Environmental and household pollution is a leading risk factor for stroke worldwide, according to a recent study
An analysis of global stroke data from 1990-2013 has revealed that approximately 90% of stroke events are tied to modifiable risk factors including smoking and low physical activity. Topping the list of risks is exposure to air pollution.
15 million people a year experience a stroke event; 6 million of which die and 5 million are left with permanent disability. The latest review utilised data from the Global Burden of Disease Study and categorised 17 risk factors in 188 countries associated with stroke burden.
What are the risk factors?
29.2% of stroke events were correlated with air pollution, a risk which was particularly pronounced in 'developing' countries. In 2013 alone around 16.9% of global stroke burden was connected to environmental air pollution levels, and rising air pollution levels have notably raised stroke risk since the 1990s.
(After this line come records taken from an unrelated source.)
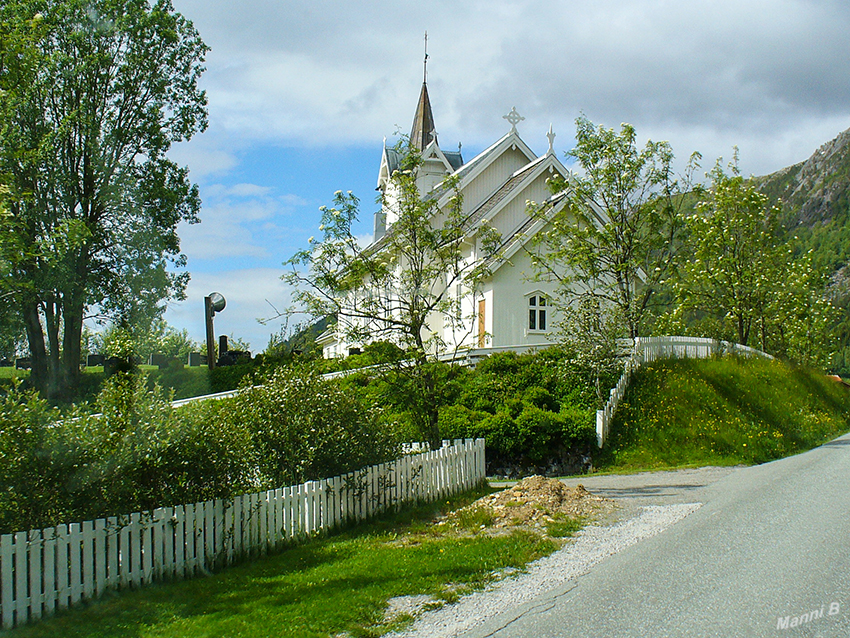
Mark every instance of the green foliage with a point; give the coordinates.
(393, 288)
(328, 587)
(738, 271)
(28, 467)
(305, 428)
(723, 412)
(612, 242)
(94, 200)
(137, 452)
(527, 407)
“A striking finding of our study is the unexpectedly high proportion of stroke burden attributable to environmental air pollution, especially in developing countries. Smoking, poor diet and low physical activity are some of the major risk factors for stroke worldwide, suggesting that stroke is largely a disease caused by lifestyle risk factors. Controlling these risk factors could prevent about three-quarters of strokes worldwide”
While air pollution emerged as a strikingly strong risk factor, the array of factors appeared to affect age groups differently. Lack of physical activity played little role in younger age groups, but had a pronounced effect on the over 70s in particular. Similarly household air pollution was more prominent in entral, eastern, and western sub-Saharan Africa and south Asia.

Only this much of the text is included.